Uniqueness of the proposed approach: Rather than introducing new metrics, this paper derives theoretical bounds for the two most widely used existing metrics (PCC and MSE). The derivation relies solely on the most fundamental assumption — that the expected vote equals the true quality — without requiring any model of MOS uncertainty. The bounds naturally reflect the discrete nature of MOS and its dependence on the number of votes.

Method

Overall Architecture

The paper proceeds in three steps: (1) derive theoretical bounds on PCC and MSE based on vote variance; (2) propose the BinoVotes voting model to estimate vote variance when empirical variance is unavailable; (3) validate the bounds on 18 subjective test datasets.

Key Designs

  1. Derivation of the PCC upper bound and MSE lower bound:

    • Function: Derive the best achievable PCC and lowest achievable MSE for any objective estimator under given subjective test conditions.
    • Mechanism: Consider the best possible objective estimator — an oracle estimator with direct access to the true quality \(Y\). The PCC/MSE between \(Y\) and MOS \(X\) then defines the limit for any estimator. Key result: \(\mathbb{E}(D^2) = \frac{\mathbb{E}(v_r(Y))}{n_v}\), meaning the MSE lower bound depends only on the expected vote variance \(\mathbb{E}(v_r(Y))\) and the number of voters \(n_v\). The PCC upper bound follows similarly, using \(\text{Var}(X) = \frac{\mathbb{E}(v_r(Y))}{n_v} + \text{Var}(Y)\).
    • Design Motivation: The derivation is grounded in probability theory (the law of total expectation, the law of total variance, and the i.i.d. votes assumption), making it rigorous and minimally assumptive. The "well-behaved" condition \(\mathbb{E}(R_j|Y)=Y\) is the foundational assumption underlying all subjective tests.
  2. BinoVotes voting model:

    • Function: Provide theoretical estimates of the vote distribution and variance when empirical vote variance is unavailable.
    • Mechanism: Votes are modeled as a scaled binomial distribution — the true quality \(Y \in [s_L, s_H]\) is mapped to \(p = (Y-s_L)/(s_H-s_L) \in [0,1]\), and the vote distribution is \(R = \frac{s_H-s_L}{n_s-1}\text{Binom}(n_s-1, p) + s_L\). The BinoVotes variance is \(v_r(Y) = \frac{(s_H-s_L)^2}{(n_s-1)} p(1-p)\) — zero at the extremes of the quality range and maximal in the middle.
    • Design Motivation: The binomial distribution naturally satisfies the discrete and bounded constraints of rating scales. The BinoVotes variance is a parabolic function of true quality — voter agreement is high (low variance) at extreme quality levels (e.g., clearly good or clearly bad) and disagreement is greatest (high variance) at intermediate quality levels, which aligns with intuition.
  3. BinoMOS model:

    • Function: Model the theoretical distribution of MOS by averaging BinoVotes.
    • Mechanism: The average of \(n_v\) BinoVotes naturally inherits the discrete value range of MOS — \(|M| = n_v(n_s-1)+1\) possible values — and its dependence on the number of voters. As \(n_v\) increases, BinoMOS converges to the true quality (by the central limit theorem).
    • Design Motivation: Direct MOS modeling approaches (e.g., Gaussian distributions) frequently violate the discrete nature of MOS. BinoMOS is derived naturally from the voting model and preserves all mathematical properties.
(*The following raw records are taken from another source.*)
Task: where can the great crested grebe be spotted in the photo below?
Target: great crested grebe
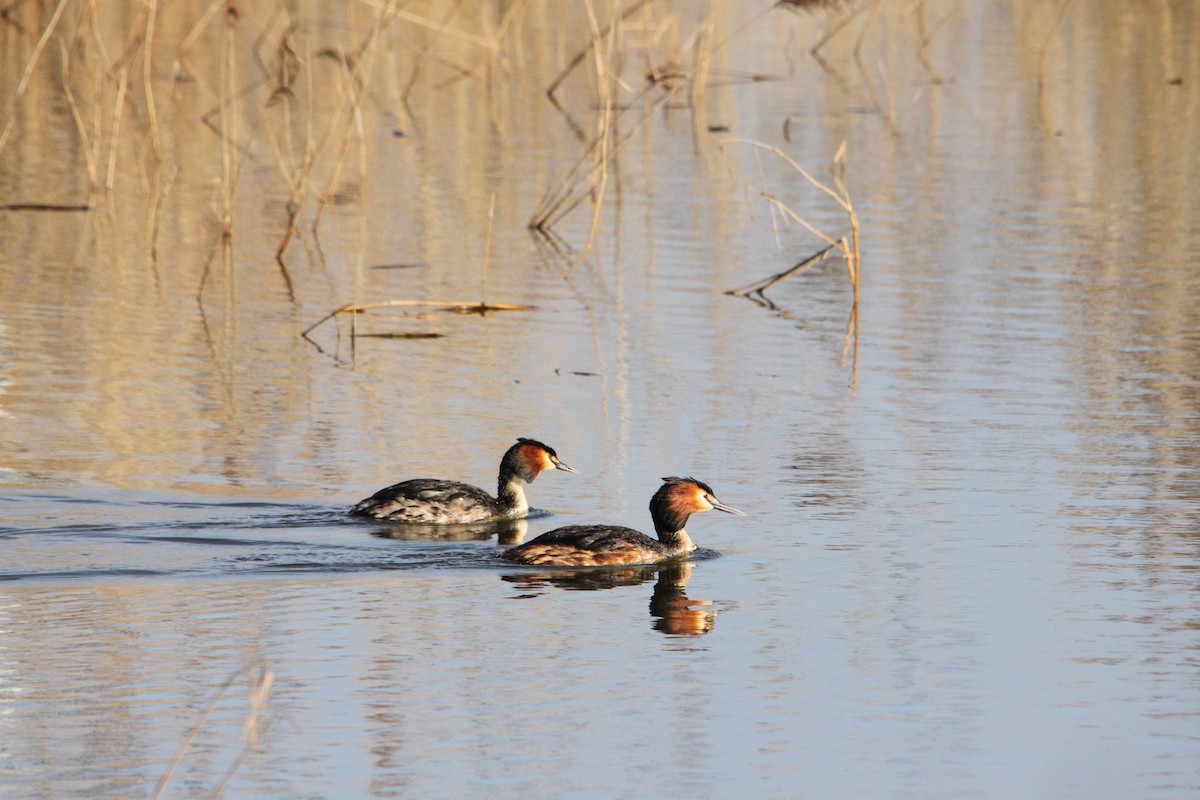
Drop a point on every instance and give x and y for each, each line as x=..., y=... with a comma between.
x=431, y=500
x=611, y=545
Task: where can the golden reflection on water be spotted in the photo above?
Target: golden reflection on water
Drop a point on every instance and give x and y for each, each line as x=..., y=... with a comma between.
x=1030, y=316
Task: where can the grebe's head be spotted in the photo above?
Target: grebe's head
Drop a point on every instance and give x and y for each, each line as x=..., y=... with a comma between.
x=682, y=497
x=529, y=457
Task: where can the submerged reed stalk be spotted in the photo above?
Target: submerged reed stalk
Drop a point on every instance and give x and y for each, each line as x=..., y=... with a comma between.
x=262, y=678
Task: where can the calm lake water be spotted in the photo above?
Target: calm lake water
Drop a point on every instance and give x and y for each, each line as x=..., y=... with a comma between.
x=972, y=561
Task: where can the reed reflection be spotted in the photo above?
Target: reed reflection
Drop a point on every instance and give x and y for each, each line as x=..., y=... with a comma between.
x=672, y=611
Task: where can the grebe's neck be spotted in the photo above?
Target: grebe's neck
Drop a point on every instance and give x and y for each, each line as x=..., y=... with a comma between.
x=510, y=494
x=677, y=542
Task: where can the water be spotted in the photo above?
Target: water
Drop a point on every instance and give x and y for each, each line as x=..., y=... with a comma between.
x=971, y=564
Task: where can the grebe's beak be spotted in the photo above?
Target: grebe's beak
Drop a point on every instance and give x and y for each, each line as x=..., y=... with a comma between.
x=721, y=506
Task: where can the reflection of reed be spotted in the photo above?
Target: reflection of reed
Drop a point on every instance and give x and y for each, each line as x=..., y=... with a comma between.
x=508, y=531
x=671, y=609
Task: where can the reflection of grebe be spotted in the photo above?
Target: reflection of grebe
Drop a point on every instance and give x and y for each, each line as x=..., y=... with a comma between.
x=673, y=609
x=435, y=501
x=508, y=531
x=676, y=500
x=673, y=612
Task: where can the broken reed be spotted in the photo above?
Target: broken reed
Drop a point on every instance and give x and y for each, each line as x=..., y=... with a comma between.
x=849, y=248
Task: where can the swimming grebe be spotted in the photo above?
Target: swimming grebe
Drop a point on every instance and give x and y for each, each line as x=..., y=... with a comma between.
x=610, y=545
x=443, y=503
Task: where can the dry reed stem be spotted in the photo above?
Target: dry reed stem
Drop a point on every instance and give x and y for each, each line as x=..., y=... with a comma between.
x=847, y=17
x=355, y=88
x=756, y=289
x=185, y=47
x=420, y=61
x=575, y=60
x=867, y=25
x=258, y=693
x=114, y=138
x=29, y=71
x=487, y=251
x=557, y=205
x=228, y=126
x=445, y=305
x=147, y=74
x=849, y=250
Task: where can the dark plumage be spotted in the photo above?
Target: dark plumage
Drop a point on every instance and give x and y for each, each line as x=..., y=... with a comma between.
x=430, y=500
x=676, y=500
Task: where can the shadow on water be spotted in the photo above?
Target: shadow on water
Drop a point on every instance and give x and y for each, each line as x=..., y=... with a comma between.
x=671, y=609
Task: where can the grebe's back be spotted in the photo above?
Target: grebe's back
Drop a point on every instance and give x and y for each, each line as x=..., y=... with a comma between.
x=613, y=545
x=429, y=500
Three Methods for Computing the Bounds

  1. Fully data-driven: The subjective test directly provides vote variance \(v_r(Y_i)\) → substitute directly into the bound formulas.
  2. Borrowed variance: Empirical variance functions are borrowed from other subjective tests that provide variance information.
  3. BinoVotes model: The theoretical variance formula from BinoVotes is used as an estimate → only the rating scale and number of voters need to be known.

Key Experimental Results

Main Results (PCC/MSE bound validation across 18 subjective tests)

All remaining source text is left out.